10.11.2018 11:53 Klarheit 8

@...Lobby ,7

---"..die Kritik daran für "witzig" halten. Anderseits passt das ausgezeichnet zum Gesamtzustand der Bildungslandschaft in SAH..."----,

anscheinend ist ihnen wohl entgangen das gerade Mitteldeutschland bei den Bildungstests (mit Bayern) führend sind , ich geh mal davon aus das sie irgendwo in den alten Bundesländern wohnen .... über das Niveau der dortigen Bildung , Abi (ständiges absenken der Anforderungen) kann man nur müde lächeln oder den Kopf schütteln ...

ganz nebenbei wohn ich in Sachsen - wo grüne Tagträumer / Populisten an der 5% Hürde rumgurken .....

09.11.2018 16:01 Wo ist das Lobbyregister? 7

@09.11.2018 08:26 Klarheit

(schon witzig dieser Satz eines Grünen Träumers ...)

Das einzig fragwürdig "Witzige" dürfte wohl ihr Kommentar darstellen, der nur einmal mehr zeigt, dass Denken in Zusammenhängen ein in diesem Bundesland eher seltenes Phänomen darstellt.

Die Zahlung einer Prämie für das schlichte Einhalten der gesetzlichen Vorschriften ist nichts anderes als eine weitere Subventionierung der Massenviehhalter und belastet en Bürger mit deren "Unkosten" - erhöht also somit deren Profit. Noch dazu Profit aus ungesetzlichem Vorgehen. Besser kann man den moralischen Zustand der "Politischen Klasse" dieses Landes garnicht illustrieren.

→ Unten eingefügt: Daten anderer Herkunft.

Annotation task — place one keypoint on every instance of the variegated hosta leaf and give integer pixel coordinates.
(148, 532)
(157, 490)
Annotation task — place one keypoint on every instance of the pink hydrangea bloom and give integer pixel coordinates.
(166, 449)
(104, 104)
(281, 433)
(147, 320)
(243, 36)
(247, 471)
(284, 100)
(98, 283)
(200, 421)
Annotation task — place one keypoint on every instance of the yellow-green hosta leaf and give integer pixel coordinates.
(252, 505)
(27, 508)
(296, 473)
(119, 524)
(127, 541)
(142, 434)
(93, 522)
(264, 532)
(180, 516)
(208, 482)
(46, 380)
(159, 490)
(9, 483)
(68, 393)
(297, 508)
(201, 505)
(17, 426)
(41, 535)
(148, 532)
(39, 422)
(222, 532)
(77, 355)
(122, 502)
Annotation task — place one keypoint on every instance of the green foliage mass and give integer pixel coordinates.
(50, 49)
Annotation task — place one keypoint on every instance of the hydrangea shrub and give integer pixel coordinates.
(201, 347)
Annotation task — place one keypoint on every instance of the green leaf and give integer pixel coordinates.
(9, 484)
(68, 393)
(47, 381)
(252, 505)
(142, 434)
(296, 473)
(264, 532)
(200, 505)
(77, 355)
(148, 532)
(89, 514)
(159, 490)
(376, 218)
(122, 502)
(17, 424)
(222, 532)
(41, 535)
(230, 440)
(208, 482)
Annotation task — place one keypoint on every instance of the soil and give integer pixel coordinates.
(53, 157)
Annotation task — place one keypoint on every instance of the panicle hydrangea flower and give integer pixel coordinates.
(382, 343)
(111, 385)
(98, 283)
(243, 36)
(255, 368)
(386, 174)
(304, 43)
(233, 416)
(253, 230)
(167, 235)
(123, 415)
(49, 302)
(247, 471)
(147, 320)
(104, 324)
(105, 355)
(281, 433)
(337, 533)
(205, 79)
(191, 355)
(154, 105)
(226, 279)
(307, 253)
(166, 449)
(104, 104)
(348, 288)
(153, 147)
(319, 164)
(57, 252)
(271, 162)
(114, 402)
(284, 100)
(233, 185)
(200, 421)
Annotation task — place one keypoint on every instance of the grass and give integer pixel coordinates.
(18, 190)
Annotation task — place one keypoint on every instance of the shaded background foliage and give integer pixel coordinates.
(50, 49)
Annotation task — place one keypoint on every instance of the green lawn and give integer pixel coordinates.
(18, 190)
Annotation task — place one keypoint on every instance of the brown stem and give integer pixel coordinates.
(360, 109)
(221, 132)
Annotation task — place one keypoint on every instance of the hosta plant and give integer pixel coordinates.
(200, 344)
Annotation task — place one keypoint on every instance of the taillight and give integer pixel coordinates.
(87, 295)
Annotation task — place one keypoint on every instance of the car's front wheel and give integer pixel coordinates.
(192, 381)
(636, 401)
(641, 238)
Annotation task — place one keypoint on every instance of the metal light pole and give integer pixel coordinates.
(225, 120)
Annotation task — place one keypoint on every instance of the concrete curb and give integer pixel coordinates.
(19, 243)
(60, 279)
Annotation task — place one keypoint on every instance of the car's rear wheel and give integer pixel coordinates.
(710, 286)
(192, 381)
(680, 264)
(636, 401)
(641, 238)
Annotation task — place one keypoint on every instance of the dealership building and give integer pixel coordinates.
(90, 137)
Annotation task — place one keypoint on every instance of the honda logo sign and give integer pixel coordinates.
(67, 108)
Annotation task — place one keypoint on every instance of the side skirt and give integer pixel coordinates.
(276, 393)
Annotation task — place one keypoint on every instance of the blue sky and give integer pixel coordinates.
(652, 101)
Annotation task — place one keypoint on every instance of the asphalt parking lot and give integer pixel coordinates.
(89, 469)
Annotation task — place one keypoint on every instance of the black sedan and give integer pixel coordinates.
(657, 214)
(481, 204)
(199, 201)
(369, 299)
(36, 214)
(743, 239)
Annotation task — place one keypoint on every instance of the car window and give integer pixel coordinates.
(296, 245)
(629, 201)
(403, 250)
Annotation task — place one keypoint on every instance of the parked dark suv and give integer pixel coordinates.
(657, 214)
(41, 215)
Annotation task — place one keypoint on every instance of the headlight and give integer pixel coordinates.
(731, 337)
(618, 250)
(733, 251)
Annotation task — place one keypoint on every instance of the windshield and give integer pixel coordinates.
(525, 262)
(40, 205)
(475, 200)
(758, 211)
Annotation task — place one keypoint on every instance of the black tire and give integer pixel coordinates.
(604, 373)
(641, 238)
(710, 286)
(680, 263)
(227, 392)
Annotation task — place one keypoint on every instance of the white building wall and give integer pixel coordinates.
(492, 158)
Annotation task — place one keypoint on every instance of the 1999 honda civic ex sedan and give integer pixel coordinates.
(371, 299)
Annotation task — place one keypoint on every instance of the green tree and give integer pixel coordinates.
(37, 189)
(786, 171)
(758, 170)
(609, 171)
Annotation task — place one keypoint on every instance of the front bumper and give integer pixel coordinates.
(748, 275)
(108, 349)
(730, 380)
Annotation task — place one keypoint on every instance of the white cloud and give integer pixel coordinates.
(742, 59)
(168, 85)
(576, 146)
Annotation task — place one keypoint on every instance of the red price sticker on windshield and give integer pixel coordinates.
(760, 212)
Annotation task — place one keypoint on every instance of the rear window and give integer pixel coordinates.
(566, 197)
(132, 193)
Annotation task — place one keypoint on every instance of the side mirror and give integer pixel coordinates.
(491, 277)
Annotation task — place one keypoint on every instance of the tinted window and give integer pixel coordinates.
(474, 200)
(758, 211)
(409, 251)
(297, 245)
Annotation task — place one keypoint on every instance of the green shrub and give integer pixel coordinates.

Das wundert natürlich wenig in einem Bundesland, das von einem Ex-Blockfunktionär "geführt" wird. Verwunderlich ist lediglich, dass es immer noch Leute gibt, die Kritik daran für "witzig" halten. Anderseits passt das ausgezeichnet zum Gesamtzustand der Bildungslandschaft in SAH...

09.11.2018 14:20 Wo ist das Lobbyregister? 6

"Wir befürchten in Anbetracht der drohenden Afrikanischen Schweinepest, die ja mittlerweile in Belgien, Tschechien und Polen grassiert, die illegale Entsorgung von Kadavern oder einfaches Verbuddeln. Guido Heuer, agrarpolitischer Sprecher der CDU Sachsen-Anhalt"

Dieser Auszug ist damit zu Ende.